What keeps him in the game is the opportunity to play with various styles in different genres and compose music that challenges and delights him. “They’re all my babies and all so different,” he says of his scores. “They have different faces and shapes and costumes. Some are big, some are small—and some are huge. Some are talkative, and some are quiet. But I try to give the best of my energy to all of them.”

The most time consuming of these recent projects was his soaring music to DreamWorks’ Rise of the Guardians, which marked the first time Desplat wrote for animation on such a vast scale. “It was three months altogether, writing and recording,” the composer says. “When you work on animation, the music has a great task: to create a sound and melodies and mood and atmosphere and energy dedicated to these extraordinary characters. And you see they are very specific, very clearly designed. Each has a personality that is different. It’s fun and moving and very emotional.”

For Ben Affleck’s Argo, Desplat merged western and eastern sounds to evoke the film’s Iranian setting. “As soon as I heard about the project,” Desplat says, “I got masters of the ney, oud, kemenche, and Persian percussion. And we also had vocals by the Persian pop singer Sussan Deyhim. I could write anything because these are incredible musicians.” But the driving element was never exotica for its own sake. “Ben was mainly interested in emotion,” Desplat says. “He wanted to hear despair, fear, hope. That was always the main thing with Ben.”

With Wes Anderson’s Moonrise Kingdom, Desplat’s challenge was finding room for his own voice in a film dominated by the strains of Benjamin Britten. “Britten became this thread through the film,” Desplat explains. “And I had to be smart and get inspired by that and convey the love story, the quirkiness, the adventure—but in a weird, restrained, childlike way.

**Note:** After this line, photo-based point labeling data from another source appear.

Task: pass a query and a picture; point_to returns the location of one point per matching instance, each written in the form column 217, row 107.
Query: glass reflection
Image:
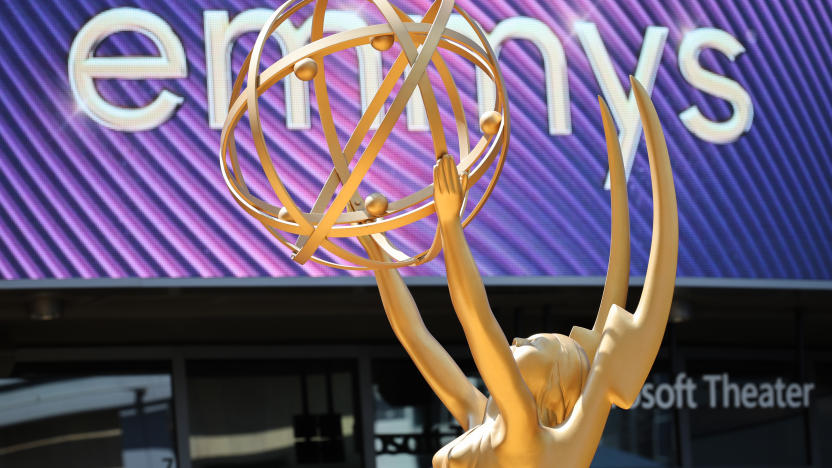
column 87, row 422
column 272, row 413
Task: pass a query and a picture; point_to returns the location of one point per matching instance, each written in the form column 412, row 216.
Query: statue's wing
column 618, row 268
column 625, row 345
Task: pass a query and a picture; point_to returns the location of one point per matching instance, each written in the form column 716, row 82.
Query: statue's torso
column 479, row 448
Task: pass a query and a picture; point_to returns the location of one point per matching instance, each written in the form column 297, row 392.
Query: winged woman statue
column 550, row 394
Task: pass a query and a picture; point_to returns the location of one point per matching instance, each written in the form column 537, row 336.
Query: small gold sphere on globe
column 490, row 122
column 383, row 43
column 284, row 215
column 376, row 204
column 306, row 69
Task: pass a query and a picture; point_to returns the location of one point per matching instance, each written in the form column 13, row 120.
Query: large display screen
column 113, row 110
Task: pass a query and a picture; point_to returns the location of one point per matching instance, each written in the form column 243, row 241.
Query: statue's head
column 555, row 368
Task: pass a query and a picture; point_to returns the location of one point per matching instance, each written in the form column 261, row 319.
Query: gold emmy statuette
column 550, row 394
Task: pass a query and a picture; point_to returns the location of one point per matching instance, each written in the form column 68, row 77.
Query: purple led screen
column 743, row 89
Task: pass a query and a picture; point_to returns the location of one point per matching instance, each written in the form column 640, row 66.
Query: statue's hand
column 448, row 190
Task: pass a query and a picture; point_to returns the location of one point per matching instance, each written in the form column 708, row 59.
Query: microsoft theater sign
column 722, row 392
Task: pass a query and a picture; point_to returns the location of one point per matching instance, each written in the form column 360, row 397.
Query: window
column 91, row 416
column 273, row 413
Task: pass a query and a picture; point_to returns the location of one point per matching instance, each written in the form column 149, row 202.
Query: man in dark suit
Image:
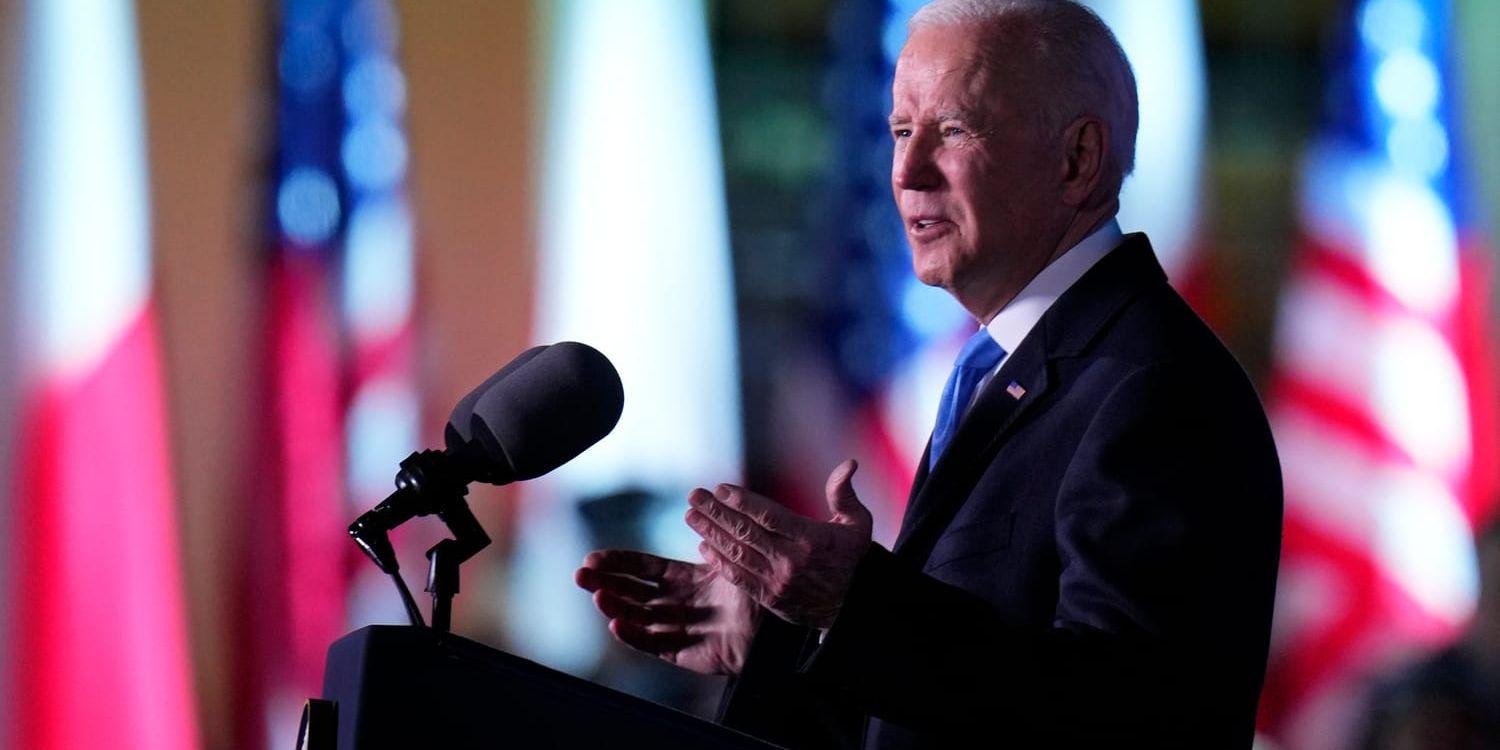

I couldn’t have music that would be too adult in terms of harmonies. I tried to stick to what the picture was offering me and be in the heads of the characters and almost in the landscape.”

The French-language Rust and Bone marks Desplat’s sixth film for writer-director Jacques Audiard, their most recent before this being the Oscar-nominated A Prophet (2009). “There’s something that makes a real collaboration,” Desplat says. “You can tell it’s the same director and composer. There’s a real continuity in the work, the style, the orchestration. It allows both director and composer to blossom and find a way through cinema to develop a style like no one else. There’s a word we use with Jacques, ‘modest grandeur’—something really noble but still modest. And I wanted to find that in the music. It couldn’t be symphonic or emphatic. It had to be constrained, restrained, but with fire burning. And it had to be emotional. This is a story about love and how it comes toward you without you noticing.”

Desplat wraps up his fecund year with one of the most awaited films of the season, Kathryn Bigelow’s Zero Dark Thirty, her follow up to the Oscar-winning The Hurt Locker (2008). “It’s a very delicate subject,” Desplat explains, referring to the killing of Osama bin Laden. “There is this sense of inexorability. But it’s also about a war between two cunning and ruthless camps with no limits. Kathryn doesn’t show evil and good battling. The audience is wise enough and adult enough to choose. War is ugly, and both sides are ugly. Never mind who started the war. So the music is very dark. Many times I mentioned (director Akira) Kurosawa to Kathryn, and the musical world Toru Takemitsu created for him in Ran. We use no violins. I use only the low side of the strings. And for brass, the same—so 12 trombones, 12 horns, three tubas. It creates an army of sound, dark and earthy. And I think that works pretty well for a film about desert war.”

The composer makes an unexpected comparison when describing his career at this stage. “As I get further along, I feel more like an actor in these films. I try to disappear with everyone else. I’m not detached but rather part of the game. And when music is not a character, it’s an issue.”